Like any other plant, grass seed must be properly planted in order to grow. Although nothing can guarantee a perfect lawn, here are some tips that will stack the odds in your favor.
TIP: Our expert gardening advisor, Kathy Bosin adds, "In most parts of the US, mid-September through October is the best time to plant grass seed."
Picking the Seed
For most places, use a mix that will thrive in both sun and shade. Read the bags carefully and choose a seed that grows well in the conditions you have. For instance, while Kentucky Bluegrass is beautiful, it is high maintenance and a challenge to grow in some areas of the country.
Preparing the Soil
Get a large quantity of fresh topsoil and spread it evenly over the area. Make sure it is at least 3 or 4 inches deep. Break up any sizable clumps. Although it’s easier if the soil remains relatively dry while you plant, don’t worry if you are interrupted by rain.
Spreading the Seed
Don’t spread the seed by hand. You won’t get the proper distribution and your grass will grow in clumps. For a small lawn, you can use a hand crank broadcast spreader. For larger lawns, a push spreader is ideal.
To improve the distribution, if you have enough seed, repeat the application over 2 or 3 consecutive days.
Once spread, use a rake to work all the seed into the soil. Keep in mind that any that remain visible will likely become birdseed.
Tamp the soil to "lock" the seed underneath, and level as much as possible. Then water the entire area liberally. Continue watering generously on a daily basis until the grass sprouts evenly.
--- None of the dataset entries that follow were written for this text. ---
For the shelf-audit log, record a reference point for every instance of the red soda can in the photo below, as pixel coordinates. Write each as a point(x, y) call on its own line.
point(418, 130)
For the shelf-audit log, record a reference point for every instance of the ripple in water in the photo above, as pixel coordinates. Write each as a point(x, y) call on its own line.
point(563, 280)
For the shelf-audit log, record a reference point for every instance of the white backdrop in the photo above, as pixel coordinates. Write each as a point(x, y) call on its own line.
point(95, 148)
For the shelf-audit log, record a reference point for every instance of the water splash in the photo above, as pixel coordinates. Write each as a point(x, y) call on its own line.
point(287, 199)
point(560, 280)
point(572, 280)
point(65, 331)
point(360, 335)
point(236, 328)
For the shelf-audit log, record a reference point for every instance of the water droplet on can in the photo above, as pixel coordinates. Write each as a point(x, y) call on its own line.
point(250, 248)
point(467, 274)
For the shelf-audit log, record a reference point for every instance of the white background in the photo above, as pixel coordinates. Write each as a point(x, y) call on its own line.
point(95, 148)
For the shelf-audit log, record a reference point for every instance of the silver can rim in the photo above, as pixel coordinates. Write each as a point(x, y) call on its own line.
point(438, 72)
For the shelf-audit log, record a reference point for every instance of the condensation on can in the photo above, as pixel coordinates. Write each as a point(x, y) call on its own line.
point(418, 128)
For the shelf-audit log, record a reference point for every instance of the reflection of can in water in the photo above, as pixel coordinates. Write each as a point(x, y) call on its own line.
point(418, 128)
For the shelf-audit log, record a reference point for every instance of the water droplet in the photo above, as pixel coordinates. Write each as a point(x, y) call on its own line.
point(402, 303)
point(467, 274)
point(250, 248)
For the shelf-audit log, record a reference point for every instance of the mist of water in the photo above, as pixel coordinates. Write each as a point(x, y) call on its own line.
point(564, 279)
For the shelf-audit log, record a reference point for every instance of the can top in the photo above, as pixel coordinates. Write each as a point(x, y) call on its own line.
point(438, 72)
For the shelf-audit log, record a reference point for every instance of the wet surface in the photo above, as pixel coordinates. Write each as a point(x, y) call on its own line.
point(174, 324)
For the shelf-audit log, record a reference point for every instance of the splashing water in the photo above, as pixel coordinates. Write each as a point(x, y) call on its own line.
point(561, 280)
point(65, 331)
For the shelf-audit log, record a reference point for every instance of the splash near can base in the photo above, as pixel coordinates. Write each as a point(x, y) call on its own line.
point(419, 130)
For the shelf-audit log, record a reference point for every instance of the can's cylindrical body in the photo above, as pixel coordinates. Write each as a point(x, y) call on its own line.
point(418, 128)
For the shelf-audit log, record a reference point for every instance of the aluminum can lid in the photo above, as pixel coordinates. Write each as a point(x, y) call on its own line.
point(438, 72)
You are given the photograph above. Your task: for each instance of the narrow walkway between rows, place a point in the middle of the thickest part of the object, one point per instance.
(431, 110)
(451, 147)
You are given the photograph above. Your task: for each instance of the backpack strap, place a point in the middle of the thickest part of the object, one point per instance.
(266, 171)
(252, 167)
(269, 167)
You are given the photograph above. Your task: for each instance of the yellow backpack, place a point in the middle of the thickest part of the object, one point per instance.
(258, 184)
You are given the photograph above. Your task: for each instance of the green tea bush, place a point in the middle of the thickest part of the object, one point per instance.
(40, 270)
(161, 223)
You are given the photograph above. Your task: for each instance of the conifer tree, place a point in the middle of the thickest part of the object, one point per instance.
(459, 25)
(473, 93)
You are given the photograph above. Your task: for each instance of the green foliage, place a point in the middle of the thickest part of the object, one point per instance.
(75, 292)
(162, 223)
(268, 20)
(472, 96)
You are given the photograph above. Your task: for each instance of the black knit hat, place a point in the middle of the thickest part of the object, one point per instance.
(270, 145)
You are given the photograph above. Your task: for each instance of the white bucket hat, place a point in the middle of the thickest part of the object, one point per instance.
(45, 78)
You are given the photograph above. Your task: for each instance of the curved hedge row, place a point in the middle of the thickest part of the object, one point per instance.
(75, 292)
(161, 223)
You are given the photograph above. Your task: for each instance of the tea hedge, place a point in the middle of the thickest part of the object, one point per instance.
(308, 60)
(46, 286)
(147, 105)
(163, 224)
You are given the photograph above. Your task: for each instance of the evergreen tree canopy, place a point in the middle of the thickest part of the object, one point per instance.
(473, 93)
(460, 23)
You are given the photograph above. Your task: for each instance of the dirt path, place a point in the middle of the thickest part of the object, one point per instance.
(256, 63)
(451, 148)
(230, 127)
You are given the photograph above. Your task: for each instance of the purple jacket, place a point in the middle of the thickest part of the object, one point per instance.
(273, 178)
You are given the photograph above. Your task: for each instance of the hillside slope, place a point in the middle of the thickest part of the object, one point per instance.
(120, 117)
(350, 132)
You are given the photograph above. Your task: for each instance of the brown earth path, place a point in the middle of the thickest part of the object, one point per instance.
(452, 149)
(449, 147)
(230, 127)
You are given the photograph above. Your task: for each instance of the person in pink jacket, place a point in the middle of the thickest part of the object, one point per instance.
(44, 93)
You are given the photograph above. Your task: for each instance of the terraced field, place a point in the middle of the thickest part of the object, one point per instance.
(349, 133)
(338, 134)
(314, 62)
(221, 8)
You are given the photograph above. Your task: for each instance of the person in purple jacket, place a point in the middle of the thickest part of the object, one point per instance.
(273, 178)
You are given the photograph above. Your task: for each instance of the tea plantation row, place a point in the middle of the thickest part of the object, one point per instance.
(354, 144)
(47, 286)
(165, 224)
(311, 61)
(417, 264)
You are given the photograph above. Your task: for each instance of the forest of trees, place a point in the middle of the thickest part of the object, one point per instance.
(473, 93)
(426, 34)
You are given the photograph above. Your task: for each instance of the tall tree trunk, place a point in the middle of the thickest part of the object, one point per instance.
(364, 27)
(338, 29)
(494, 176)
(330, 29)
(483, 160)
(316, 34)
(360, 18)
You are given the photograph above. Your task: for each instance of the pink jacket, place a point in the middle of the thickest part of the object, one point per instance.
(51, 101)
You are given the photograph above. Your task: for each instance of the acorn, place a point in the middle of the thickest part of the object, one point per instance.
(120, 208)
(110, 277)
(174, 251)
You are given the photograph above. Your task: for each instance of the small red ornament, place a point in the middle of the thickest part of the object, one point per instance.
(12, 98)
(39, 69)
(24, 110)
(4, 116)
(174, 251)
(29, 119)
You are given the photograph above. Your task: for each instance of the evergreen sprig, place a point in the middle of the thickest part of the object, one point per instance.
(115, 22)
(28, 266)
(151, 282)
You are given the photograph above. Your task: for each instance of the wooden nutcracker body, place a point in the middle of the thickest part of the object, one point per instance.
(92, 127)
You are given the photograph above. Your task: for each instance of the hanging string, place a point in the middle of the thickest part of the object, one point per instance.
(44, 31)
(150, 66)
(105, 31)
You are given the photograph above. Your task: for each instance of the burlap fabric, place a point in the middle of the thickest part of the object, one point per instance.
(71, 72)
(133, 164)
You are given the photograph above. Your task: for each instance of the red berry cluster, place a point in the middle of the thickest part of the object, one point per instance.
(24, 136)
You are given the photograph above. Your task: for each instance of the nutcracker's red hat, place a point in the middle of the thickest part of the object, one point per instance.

In most cases, this is 1 to 2 weeks.
Water at a time of day when the water drops on the new grass won’t burn it—generally late in the afternoon or early in the evening is the best time to water. If it rains significantly, of course, you should avoid over-watering.
TIP: Kathy suggests, "Covering your freshly laid grass seed holds in moisture, protects the seed from running off in a rain and keeps animals at bay. Cover your grass seed with mulch or straw."
Mowing and Treating
Don’t mow the new grass until it is well-established. Wait 2 to 3 weeks after the sprouts appear, or until the blades are over 3 inches high.
Also, avoid applying weed killer or fertilizer to newly planted grass until it is established. These chemicals can actually burn tender new plants.
Repairing Brown Patches
In an established lawn with bare or brown spots, start by digging up the browned areas. Apply more soil if needed. Treat the bare spots as if they were little patches of a new lawn, and follow the above steps for seeding a lawn.
You could also purchase a grass patch—a dry green foam infused with seed and fertilizer—to place over the bare patches. Simply apply and keep moist until grass sprouts.
Always keep a record of the kind of seed you planted. This may sound unnecessary, but it's easy to get confused in the grass seed aisle. Your best bet is to cut the front off the box or bag of seed and keep it in a safe place with your gardening supplies. That way, you'll know the exact brand and variety to get if you need to tend to bare patches a year or two after planting.
Don't lose heart if your grass doesn't grow in evenly. Many factors can cause a section of your lawn not to grow like the rest: too much sun, too much shade, a hungry flock of birds—you name it. It may take a few years of tweaking, but you CAN have a great lawn.